School anxiety, also school phobia or school refusal, refers to an intense fear of school. It is a form of anxiety disorder that can occur in children or adolescents and can be caused by various factors. The word anxiety comes from the Latin “angor”, which means anxiety. Children and adolescents with school anxiety feel strong fears when it comes to going to school, manifesting in physical symptoms such as stomach aches, nausea, headaches or even panic attacks. School anxiety can cause affected children or adolescents to avoid school or have difficulty coping with everyday school life, which can lead not only to significant impairments in learning but also in general social development. A distinction is made between academic “performance anxiety” and “social anxiety”, whereby performance anxiety includes the fear of making mistakes or exam anxiety, while social anxiety can be the fear of rejection by parents, teachers or classmates. Children’s and young people’s well-being at school is a crucial factor in being able to learn well, so that such fears have been increasingly focused on in national and international comparative performance studies for some years now, whereby it has become apparent that fears of failure and social fears have become even more pronounced, especially as a result of the Corona pandemic.
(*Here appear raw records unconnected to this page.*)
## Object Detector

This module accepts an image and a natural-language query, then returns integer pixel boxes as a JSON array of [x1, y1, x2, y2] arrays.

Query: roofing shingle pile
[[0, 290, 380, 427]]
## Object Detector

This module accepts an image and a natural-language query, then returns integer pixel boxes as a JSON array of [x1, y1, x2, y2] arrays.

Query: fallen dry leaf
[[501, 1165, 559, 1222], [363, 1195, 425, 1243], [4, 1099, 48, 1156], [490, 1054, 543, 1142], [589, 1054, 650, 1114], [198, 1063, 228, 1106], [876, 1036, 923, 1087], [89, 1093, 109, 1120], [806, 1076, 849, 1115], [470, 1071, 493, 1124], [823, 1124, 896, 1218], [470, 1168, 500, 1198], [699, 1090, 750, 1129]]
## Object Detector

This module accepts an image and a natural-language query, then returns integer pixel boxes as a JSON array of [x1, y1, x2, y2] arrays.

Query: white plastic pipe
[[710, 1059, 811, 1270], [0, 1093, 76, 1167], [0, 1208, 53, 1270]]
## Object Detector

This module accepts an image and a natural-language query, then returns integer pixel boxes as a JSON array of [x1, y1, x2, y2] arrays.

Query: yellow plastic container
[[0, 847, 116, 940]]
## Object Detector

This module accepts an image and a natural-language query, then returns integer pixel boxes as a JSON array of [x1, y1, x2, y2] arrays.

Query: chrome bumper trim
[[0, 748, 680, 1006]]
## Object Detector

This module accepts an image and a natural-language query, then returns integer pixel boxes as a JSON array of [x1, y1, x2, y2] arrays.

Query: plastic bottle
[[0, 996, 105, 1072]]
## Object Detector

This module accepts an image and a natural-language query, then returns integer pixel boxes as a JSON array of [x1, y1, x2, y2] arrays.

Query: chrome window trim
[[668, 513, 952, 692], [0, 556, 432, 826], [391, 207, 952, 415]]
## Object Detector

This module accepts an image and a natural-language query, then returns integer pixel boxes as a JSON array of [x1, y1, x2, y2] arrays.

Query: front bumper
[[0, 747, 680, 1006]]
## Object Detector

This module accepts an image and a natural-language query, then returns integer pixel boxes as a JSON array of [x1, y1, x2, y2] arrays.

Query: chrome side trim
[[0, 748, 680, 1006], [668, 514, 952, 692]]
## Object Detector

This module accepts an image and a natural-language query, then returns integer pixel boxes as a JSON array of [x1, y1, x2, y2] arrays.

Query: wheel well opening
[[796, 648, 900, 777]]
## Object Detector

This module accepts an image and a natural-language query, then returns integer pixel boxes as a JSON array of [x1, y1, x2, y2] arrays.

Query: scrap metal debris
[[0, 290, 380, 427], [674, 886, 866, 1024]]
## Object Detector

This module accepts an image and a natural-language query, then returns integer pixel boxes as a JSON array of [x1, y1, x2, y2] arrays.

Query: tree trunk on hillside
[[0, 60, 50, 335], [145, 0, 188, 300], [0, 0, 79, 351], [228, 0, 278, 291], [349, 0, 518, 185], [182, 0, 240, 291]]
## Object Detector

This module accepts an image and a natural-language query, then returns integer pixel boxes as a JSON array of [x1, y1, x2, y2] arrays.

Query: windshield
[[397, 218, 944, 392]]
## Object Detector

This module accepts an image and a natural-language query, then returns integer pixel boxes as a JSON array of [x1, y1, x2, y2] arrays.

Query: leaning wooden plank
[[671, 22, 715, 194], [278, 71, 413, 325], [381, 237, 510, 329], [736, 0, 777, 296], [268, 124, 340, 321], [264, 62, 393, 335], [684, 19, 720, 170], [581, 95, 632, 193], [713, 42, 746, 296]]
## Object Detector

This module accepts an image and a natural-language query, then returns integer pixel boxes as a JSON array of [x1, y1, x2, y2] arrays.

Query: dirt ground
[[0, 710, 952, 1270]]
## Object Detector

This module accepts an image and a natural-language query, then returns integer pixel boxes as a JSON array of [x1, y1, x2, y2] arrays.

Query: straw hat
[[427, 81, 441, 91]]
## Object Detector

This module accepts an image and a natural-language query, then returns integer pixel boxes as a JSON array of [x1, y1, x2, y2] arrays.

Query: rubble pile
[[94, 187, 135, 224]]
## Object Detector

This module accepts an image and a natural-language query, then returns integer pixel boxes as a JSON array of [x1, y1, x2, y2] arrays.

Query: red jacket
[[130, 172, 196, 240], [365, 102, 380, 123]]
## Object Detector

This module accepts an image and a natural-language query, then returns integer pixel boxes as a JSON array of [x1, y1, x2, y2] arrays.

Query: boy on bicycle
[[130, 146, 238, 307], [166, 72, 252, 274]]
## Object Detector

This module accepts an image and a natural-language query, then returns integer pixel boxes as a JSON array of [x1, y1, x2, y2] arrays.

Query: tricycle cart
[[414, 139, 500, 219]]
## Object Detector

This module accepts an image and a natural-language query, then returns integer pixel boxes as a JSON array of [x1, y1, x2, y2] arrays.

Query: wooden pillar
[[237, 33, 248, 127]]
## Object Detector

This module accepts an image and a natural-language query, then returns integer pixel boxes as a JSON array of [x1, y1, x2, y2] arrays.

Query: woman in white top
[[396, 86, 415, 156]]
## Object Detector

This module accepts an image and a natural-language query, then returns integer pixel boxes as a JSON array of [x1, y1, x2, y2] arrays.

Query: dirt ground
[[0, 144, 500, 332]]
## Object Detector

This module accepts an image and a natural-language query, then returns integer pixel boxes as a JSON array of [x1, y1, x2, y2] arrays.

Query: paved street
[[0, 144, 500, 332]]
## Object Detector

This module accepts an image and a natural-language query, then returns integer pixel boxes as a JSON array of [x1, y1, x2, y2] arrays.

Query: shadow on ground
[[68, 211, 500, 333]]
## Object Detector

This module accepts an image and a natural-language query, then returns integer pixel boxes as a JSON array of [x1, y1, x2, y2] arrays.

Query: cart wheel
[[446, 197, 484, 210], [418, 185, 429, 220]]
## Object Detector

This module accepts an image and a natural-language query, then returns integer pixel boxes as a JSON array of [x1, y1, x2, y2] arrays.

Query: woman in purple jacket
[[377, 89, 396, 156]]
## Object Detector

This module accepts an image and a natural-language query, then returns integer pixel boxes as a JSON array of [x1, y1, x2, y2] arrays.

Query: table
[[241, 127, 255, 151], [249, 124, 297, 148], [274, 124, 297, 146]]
The consequences of school anxiety can be serious and if it becomes entrenched, which many children seem to show as early as primary school age, it can have a negative impact on learning success. Repeated failures then reinforce anxiety, which in turn can lead to avoidance strategies and push the anxiety spiral even higher, with the most common reaction to anxiety or a threat being avoidance. The causes of anxiety vary, often being at school in the form of pressure to perform, fear of failure or bullying, and in many cases also being the cause of truancy.
Treatment for school anxiety can vary depending on the individual situation. Therapy approaches may include cognitive behavioural therapy, social skills support, family therapy or other interventions to manage the anxiety and build the child or young person’s confidence. Close cooperation between parents, teachers and school psychologists can be helpful in providing the best possible support for a child.